Gauguin’s Introduction to the British Public
Paul Gauguin was introduced to the British public through a ground-breaking exhibition organized by art critic, Roger Fry. 46 of Gauguin’s works were exhibited, more than any other artist, and one of his works was selected to be on the poster to advertise the exhibition.
The First Post-Impressionist Exhibition, Manet and the Post-Impressionists, ran from November 8 – January 15, 1910 and was focused on the works of Van Gogh, Cezanne and Gauguin while also creating a connection between the art of Manet through to the most recent post-impressionist artists in the exhibition, Matisse and Picasso.

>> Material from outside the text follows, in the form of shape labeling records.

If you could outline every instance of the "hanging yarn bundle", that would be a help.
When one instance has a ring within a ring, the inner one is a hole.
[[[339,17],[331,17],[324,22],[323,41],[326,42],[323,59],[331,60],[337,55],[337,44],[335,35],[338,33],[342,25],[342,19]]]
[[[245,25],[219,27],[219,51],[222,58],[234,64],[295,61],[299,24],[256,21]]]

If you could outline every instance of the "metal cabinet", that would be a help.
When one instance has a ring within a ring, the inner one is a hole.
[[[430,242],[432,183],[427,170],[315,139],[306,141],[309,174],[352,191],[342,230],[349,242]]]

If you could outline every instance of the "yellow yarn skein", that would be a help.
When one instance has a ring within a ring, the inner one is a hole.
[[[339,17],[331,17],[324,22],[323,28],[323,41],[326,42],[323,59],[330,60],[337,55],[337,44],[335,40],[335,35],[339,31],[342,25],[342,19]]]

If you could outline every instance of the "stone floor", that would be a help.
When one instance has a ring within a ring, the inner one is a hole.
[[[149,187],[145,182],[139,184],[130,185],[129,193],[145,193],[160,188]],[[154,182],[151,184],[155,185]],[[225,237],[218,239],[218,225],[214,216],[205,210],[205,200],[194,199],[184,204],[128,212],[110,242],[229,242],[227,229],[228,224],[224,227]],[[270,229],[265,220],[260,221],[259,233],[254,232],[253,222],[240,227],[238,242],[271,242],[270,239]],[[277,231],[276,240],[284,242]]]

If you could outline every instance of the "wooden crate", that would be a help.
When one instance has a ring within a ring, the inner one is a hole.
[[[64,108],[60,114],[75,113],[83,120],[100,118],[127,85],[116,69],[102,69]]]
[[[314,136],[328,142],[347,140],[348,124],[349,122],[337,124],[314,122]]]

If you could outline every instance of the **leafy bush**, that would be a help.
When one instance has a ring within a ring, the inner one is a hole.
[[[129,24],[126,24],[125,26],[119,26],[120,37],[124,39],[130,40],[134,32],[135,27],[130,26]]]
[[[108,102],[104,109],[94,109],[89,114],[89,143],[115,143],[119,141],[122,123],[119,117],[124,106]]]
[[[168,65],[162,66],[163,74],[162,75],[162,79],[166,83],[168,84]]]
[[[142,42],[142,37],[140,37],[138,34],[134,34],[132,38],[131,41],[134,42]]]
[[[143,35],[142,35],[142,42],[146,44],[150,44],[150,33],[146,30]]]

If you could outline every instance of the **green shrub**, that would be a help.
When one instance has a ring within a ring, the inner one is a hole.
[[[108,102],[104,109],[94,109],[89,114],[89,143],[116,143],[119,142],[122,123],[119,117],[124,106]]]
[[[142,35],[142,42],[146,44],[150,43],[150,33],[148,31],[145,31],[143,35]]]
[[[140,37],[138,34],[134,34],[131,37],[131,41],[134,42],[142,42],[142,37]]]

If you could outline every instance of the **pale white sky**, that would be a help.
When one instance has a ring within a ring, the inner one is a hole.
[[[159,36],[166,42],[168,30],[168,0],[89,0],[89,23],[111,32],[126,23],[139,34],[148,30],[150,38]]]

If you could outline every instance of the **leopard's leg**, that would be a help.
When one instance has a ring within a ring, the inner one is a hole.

The works of Impressionists such as Monet and Renoir was still something the art world was trying to wrap its mind around so the 1910 Post-Impressionist exhibition which suggested that Impressionism was already a thing of the past was baffling to many. Some visitors, as well as art critics, believed that the exhibition was a hoax and others that it was an offense to English culture. Impressionist and Post-Impressionist art had appeared in France over thirty years earlier but England was still not ready for such modern art.
The exhibition was modern and primitive to the British. Gauguin’s Tahitian phase was on full view with his depiction of a “native” woman posed next to a Tahitian statue as the exhibition poster. His works, fairly realistic, were widely accepted by the public.